I envy dumpster divers, especially freegans. For those of you who don’t know, freegans collect their food and nourishment from discarded food (think of restaurants who have to throw all that lovely food at the end of each day). Essentially, they can live their lives from other people’s trash. In their bags (if they have one), you can find only the bare necessities. By definition, they are considered poor.
How does that phrase go?
One man’s trash is another man’s treasure?
It’s a great phrase. It’s a good skill to recognise value in other people’s things as they are thrown away. For some, it can get annoying: thoughts of people wasting things all the time, finding items that can be reused.
But not everybody can recognise value of their own items, and by the time we do it may be too late. At any moment in our lives, we could lose the things we take for granted.
This is why being poor can be a good lesson: we start to notice the differences between our needs and wants. I’m not saying to give all your money away right now, but you can emulate a poor environment by limiting certain things. Question: What do you need to survive?

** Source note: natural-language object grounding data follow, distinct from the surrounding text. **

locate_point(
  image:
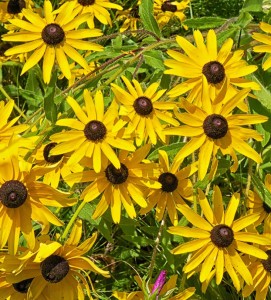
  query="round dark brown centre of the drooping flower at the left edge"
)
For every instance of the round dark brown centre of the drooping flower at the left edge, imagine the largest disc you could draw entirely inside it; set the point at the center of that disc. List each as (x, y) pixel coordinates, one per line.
(13, 193)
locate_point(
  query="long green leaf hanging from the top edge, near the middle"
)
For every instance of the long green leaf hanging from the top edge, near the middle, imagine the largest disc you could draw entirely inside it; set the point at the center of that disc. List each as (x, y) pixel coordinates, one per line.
(147, 18)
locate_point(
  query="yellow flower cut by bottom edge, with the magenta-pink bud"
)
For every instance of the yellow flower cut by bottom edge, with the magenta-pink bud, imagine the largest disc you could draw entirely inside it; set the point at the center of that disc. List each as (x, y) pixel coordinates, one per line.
(160, 289)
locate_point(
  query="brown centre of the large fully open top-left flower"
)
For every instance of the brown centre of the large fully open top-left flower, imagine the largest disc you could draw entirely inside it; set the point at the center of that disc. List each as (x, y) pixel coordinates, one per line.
(52, 34)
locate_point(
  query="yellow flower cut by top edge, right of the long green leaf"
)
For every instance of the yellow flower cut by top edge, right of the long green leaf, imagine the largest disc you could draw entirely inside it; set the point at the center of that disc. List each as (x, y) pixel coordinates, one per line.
(165, 10)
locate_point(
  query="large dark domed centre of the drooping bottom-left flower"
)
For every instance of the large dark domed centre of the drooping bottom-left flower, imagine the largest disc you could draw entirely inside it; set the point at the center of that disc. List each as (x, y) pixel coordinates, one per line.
(54, 268)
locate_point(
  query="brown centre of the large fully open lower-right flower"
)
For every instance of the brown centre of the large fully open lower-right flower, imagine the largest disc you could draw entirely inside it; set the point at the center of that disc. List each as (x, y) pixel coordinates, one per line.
(222, 236)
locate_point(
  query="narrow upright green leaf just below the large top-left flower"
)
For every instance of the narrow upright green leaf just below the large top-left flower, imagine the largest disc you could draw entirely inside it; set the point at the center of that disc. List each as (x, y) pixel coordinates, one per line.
(49, 104)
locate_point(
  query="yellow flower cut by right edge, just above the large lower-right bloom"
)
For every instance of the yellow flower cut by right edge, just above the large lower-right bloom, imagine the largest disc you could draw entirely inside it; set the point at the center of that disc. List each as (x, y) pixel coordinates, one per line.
(257, 205)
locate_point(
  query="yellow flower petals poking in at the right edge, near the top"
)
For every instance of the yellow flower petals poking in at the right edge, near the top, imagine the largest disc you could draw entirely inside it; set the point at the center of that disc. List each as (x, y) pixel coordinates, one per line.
(266, 40)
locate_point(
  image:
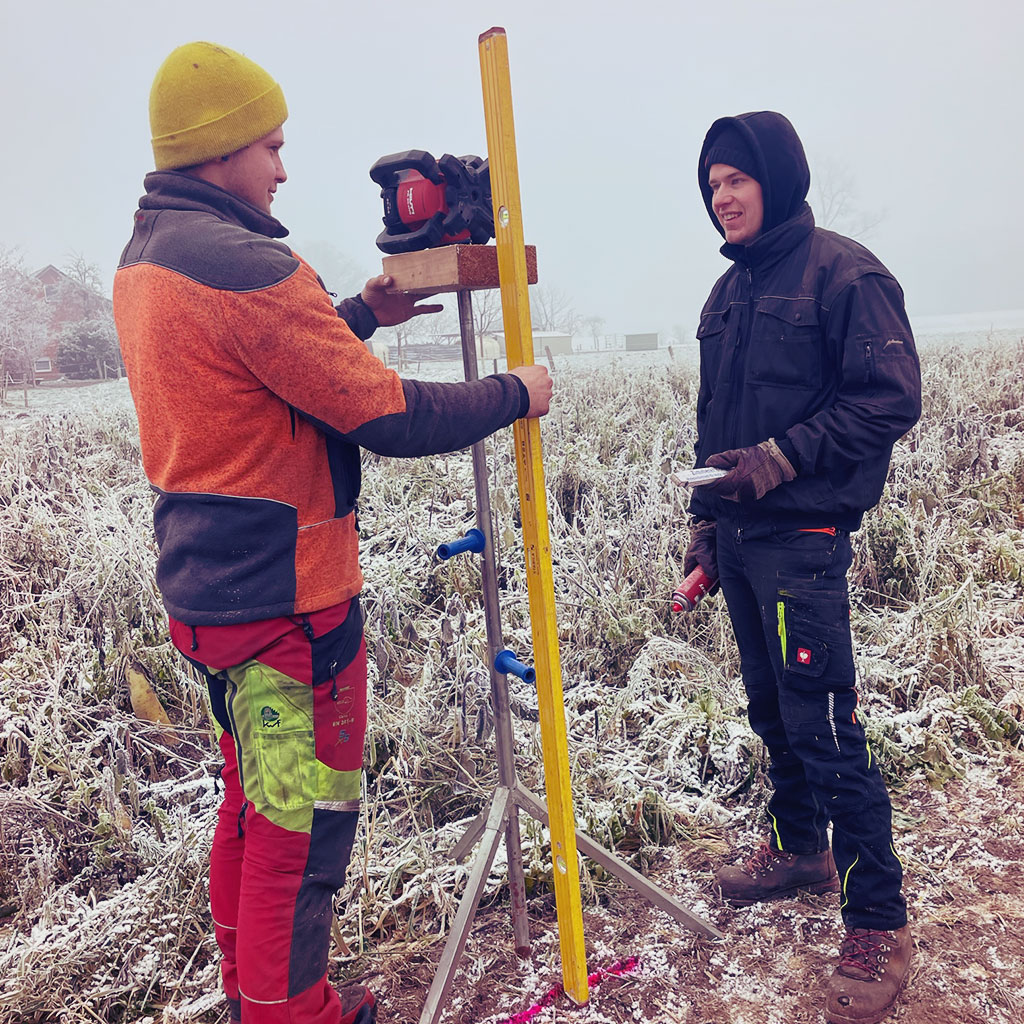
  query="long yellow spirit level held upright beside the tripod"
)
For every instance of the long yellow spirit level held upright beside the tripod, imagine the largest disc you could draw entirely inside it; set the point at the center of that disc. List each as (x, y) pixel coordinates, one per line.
(534, 506)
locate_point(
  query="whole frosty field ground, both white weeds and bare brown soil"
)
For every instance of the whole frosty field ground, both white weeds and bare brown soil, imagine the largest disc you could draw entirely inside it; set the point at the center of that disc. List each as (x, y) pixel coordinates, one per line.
(105, 820)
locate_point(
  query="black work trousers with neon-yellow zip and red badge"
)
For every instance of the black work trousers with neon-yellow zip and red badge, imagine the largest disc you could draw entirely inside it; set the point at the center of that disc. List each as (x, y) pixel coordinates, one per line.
(788, 600)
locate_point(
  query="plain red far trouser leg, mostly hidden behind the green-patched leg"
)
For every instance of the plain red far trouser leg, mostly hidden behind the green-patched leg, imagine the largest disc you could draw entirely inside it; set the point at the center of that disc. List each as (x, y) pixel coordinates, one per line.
(226, 873)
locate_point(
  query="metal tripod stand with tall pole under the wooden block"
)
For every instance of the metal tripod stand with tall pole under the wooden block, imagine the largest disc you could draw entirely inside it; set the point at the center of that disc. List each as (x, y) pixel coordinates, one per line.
(502, 817)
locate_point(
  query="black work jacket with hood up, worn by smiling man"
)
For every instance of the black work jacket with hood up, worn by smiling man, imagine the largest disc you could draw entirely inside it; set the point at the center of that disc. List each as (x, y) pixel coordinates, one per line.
(805, 339)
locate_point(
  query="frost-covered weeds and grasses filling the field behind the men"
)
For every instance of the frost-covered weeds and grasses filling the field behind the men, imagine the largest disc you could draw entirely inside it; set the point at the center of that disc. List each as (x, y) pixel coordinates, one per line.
(105, 820)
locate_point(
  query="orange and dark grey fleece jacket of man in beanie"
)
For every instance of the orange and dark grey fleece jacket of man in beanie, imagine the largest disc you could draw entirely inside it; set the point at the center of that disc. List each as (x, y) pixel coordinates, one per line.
(253, 397)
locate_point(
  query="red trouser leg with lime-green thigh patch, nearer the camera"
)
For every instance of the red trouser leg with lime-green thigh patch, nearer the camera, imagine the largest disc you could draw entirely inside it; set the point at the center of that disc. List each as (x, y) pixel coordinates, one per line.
(302, 753)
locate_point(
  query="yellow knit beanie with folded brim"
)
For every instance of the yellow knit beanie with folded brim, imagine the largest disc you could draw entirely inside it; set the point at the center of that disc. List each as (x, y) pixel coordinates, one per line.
(208, 102)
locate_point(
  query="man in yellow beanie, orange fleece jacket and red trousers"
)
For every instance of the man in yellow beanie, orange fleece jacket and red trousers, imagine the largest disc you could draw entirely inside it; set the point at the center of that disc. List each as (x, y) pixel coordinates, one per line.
(254, 395)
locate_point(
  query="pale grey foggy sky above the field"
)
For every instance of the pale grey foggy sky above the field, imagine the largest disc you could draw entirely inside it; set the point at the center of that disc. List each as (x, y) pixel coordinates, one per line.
(916, 104)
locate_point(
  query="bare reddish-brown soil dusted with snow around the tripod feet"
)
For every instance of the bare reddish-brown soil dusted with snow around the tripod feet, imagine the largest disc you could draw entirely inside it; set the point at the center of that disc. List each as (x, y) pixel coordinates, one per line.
(962, 847)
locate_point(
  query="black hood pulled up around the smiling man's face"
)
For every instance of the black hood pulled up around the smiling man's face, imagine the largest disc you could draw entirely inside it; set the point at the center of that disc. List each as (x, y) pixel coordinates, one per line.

You need barely anything to survive.
Remember: you as a human being only need the very basic necessities. Shelter, food, water, companionship. Further pushed by modern society is electricity: to an extent, if you’re looking for work as well, access to the internet is an even greater advantage.
Really, if you think about it, you don’t need so much. You could list just about 10 things to put in a bag and live off that bag for the rest of your life. We are born into an environment where everything is so accessible that we take them for granted, and that feeling blinds us from what is really important. So, what’s important to you now?
You can learn what is important now.
When you have barely anything, lacking all the luxuries of a standard middle-class life, your priorities will shift.
To the average consumer in modern society, they would have so many avenues to luxury. From social media, social circles introduce content that attracted them in the first place, even influencing them enough to share it, not really regarding their values.
Take them away, and your priorities change to a primal direction: instead of a phone to waste your seconds away, you want to find fire for warmth. Shelter from the rain, money for food and water, and food itself.
That’s important now. Not the dumb videos that you watch, or the success porn pictures you find on Instagram.
The things that fulfill you. Connections. Memories. Love. That is important.
You can be rich with these few things.
You can learn how rich you are.
Imagine your house burns down. Car explodes. The things you possess, gone. What are you left with when you have no material things?
You are responsible for your mood and your actions. You are responsible for your reactions to everything that happens in life. If you set yourself in a poor setting, how would you react?
You can learn how rich you are by seeing how happy you are with nothing to your name. Are you enjoying life in spite of that? Is life still as colorful as it’s made out to be?
If you’re not happy with yourself even if you have nothing, then here’s the hard truth: you depend on objects for happiness when there is something more important in your life.
And you should be grateful.
You learn how to be grateful.
You can learn how to be grateful for being alive. You can learn how to be grateful that you’re breathing, walking, eating, drinking, living. You have these hobbies, you have these interests that you pursue.
When we are poor, we are denied the opportunity to chase after these things. To be poor in fulfilment is a tragedy.
Now that you realise that, be grateful for everything around you. Be grateful for yourself first, then everything else. Don’t take anything else for granted.
The homeless learned this the hard way.
You become aware of the homeless.
These scenarios that I’ve described above, they’re happening right now. The homeless are in many places, and most not to the public eye.
You gain an awareness of the struggles these people are going through, and you gain an appreciation and respect for their efforts. They go through this everyday: can you?
Ponder on that thought and maybe you’ll feel compelled to help others. That’s great. Stay grounded and real.
It’s one of the best shock events to stay grounded
A shock event is a term I use to describe events that teach you a lesson the hard way. Examples include:
- The loss of a family member
- Getting fired from a job
- Breaking up with your significant other
To lose everything and become poor/homeless is considered a shock event. It teaches you a whole list of lessons. You’ll stay grounded that way, and become more self-aware of who you are as a person. You can learn more about yourself with less things.
That way, you’ve tasted the worse and fought back against fear. We have an inherent fear against the unknown. Emulating a poor environment can get you acquainted with that unknown fear, and you will learn that it gets better from now on. Everything gets better from now on.
And that’s okay: with nothing, you can only go up. You can get richer financially, but most importantly, internally. Starting now.